The move toward specialized integrated sexual health services promotes better patient access and outcomes. The model is designed to improve sexual health by “providing nonjudgmental and confidential services through open access, with most sexual health and contraceptive needs met in one visit, often by one health professional, in services with extended hours and locations.”

However, these models can also complicate the task of monitoring vulnerable patients. For example, exploited youth can be deliberately moved to multiple clinic locations by perpetrators seeking to conceal their abuse.

As providers offer integrated sexual health care, individual providers inevitably merge to cover larger geographic areas. And while this is great news for patient access, it can make it easier for victims, or those at risk for CSE, to slip through the net.

Appropriate data sharing is essential to prevent this problem. Tools that provide access to answers to questions asked in previous encounters and allow the clinician to discreetly compare them with answers given today make it easier for professionals to compare information, identify patterns, recognize signs of abuse, and take meaningful action.

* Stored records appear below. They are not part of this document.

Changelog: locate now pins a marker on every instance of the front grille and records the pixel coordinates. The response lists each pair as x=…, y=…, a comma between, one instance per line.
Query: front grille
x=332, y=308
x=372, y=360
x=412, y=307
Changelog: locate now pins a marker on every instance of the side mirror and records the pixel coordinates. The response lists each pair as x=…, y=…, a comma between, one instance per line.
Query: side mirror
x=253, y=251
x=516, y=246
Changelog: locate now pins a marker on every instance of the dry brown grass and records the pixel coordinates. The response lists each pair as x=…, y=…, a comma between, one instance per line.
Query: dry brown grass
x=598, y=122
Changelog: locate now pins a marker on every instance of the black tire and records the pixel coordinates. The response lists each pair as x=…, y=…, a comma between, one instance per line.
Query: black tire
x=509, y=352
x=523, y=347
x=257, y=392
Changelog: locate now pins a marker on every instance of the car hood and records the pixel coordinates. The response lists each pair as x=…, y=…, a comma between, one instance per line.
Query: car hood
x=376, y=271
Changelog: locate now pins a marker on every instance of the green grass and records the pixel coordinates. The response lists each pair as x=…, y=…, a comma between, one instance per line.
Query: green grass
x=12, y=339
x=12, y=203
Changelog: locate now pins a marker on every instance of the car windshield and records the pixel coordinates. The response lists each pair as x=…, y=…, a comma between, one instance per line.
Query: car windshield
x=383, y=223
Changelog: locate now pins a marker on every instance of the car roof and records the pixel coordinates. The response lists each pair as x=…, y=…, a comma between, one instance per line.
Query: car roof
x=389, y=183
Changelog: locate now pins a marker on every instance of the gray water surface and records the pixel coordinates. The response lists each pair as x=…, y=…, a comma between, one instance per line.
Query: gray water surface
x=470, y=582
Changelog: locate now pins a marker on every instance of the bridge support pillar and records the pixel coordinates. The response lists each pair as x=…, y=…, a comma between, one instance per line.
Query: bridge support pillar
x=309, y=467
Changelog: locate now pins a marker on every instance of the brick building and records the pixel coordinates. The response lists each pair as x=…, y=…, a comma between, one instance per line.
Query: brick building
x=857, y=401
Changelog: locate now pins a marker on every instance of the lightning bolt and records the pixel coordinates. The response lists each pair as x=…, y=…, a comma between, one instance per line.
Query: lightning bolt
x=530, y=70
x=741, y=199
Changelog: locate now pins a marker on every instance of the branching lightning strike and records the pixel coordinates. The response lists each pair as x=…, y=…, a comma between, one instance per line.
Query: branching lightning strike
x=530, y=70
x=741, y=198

Offers a mix of access options

These are some of the ways in which technology is supporting protection efforts in sexual health services. Another way is through optimised service management, ensuring that vulnerable patients, who may be at risk of CSE or have complex needs, have access to specialist care and support face-to-face. Achieving this in the face of the current funding gap is difficult, but by enabling patients who are capable of self-management to independently access and manage more services – such as STI testing, treatment or contraception – it is possible to free up clinic resources without compromising outcomes for any single patient group.

Dr Wilkinson agrees: ‘Flexibility is essential when prioritising access for all and meeting safeguarding responsibilities. Digital technology is not for everyone and there is good evidence to suggest that young people still want to be seen in person. In the absence of an increase in public health funding, offering a mix of access options will support sexual health services to better meet increasing demand, provide a safe space for exploited young people and invest the time and resources needed to educate, identify and prevent CSE.’